# what are standardbreds like to feed?



## stefanixx (May 18, 2010)

hi,
im interested in buying a standardbred but first i want to know what they are like to feed. how well they keep their weight, how much they need to be fed when they are in padock condition ect. are they like thoroughbreds?

thnx


----------



## hsharp123 (Mar 22, 2007)

Hi, I have had three Standardbreds straight fromthe track. They were all on a high energy oat based diet for their job. I found them all to be of the most lovely temperaments! I personally fed a allround pasture mix, chaff, a lil beet and oil. I found them all very hard to get weight on but didn't find that they dropped weight at all. It is was quite a transition for them to come from racing to ridden work but they all adjusted well!  
they are trully sweet horses!
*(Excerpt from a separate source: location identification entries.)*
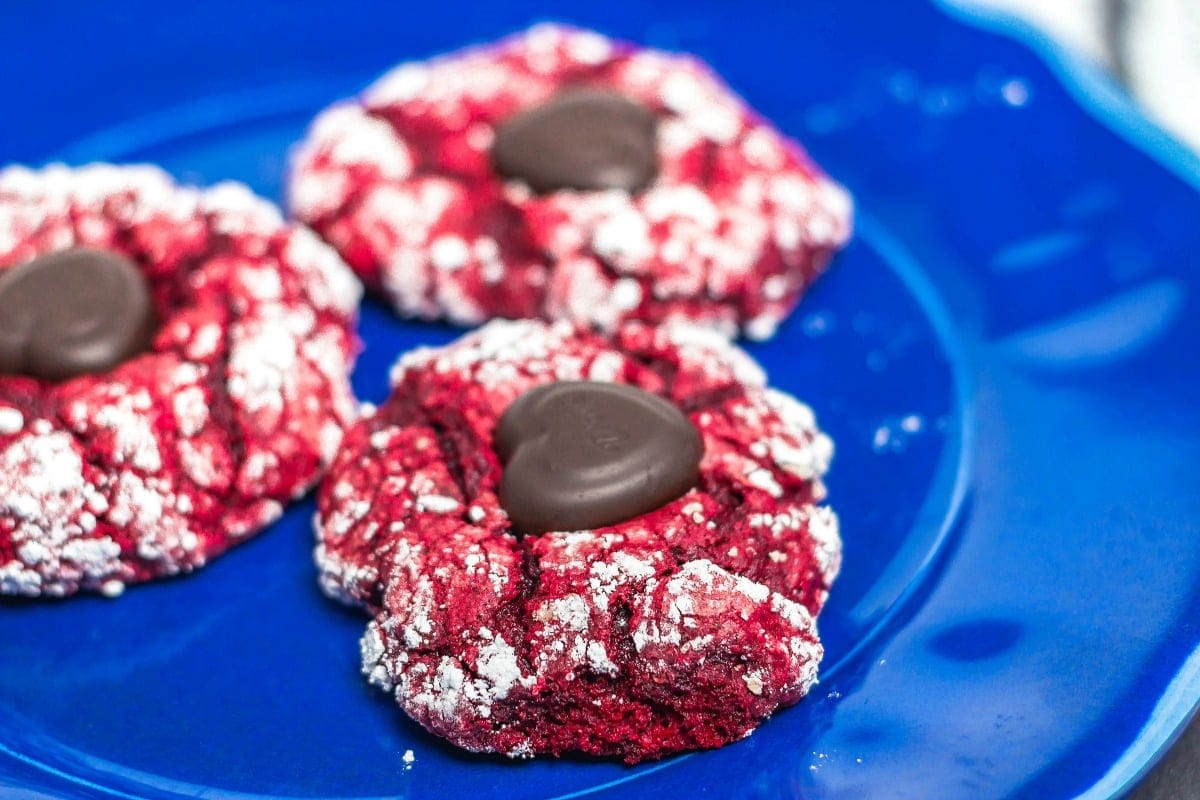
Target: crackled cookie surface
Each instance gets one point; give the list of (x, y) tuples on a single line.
[(563, 175), (173, 370), (683, 626)]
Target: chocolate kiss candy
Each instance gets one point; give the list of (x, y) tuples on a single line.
[(582, 455), (72, 312), (582, 139)]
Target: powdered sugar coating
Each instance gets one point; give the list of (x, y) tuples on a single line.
[(737, 224), (683, 627), (173, 456)]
Hx
_Posted via Mobile Device_


----------



## kjs1redman (Apr 2, 2010)

I have one standardbred, but my grandpa has a team for his wagon and no matter what he does he can't keep weight on them. 
i mean their not skin and bones, they're just not fat.


----------



## HowClever (Feb 16, 2010)

I have 4 standardbreds, 1 gets fat off air, the others keep their weight fairly well as long as they have free choice hay


----------



## stefanixx (May 18, 2010)

ok thnx  im really considering getting one, but because of drought and price of feed i dont want a breed that is too expensive to feed


----------



## HowClever (Feb 16, 2010)

they are fantastic horses, although if you are inexperienced make sure to get one who has been off the track for a few years.


----------



## SilverSpur (Mar 25, 2010)

this all depends on the individual horse. as a general rule they are good to keep weight on. but some are just as bad for loosing it. any horse that gets ridden regularly needs more feed. what is the horses paddock like all year round? the cost of agistment/board. food on top. the size of the horse matters a lot! if the horse does loose weight, the cost of extra feed on top of that again.

i dont know what your level of riding is, but standies come with there own set of re-training issues. pacing and teaching them all over again how to balance themselves, do you have the know how to re-educate this horse? a standy that has never raced and has been under saddle it's whole life is a good choice.


----------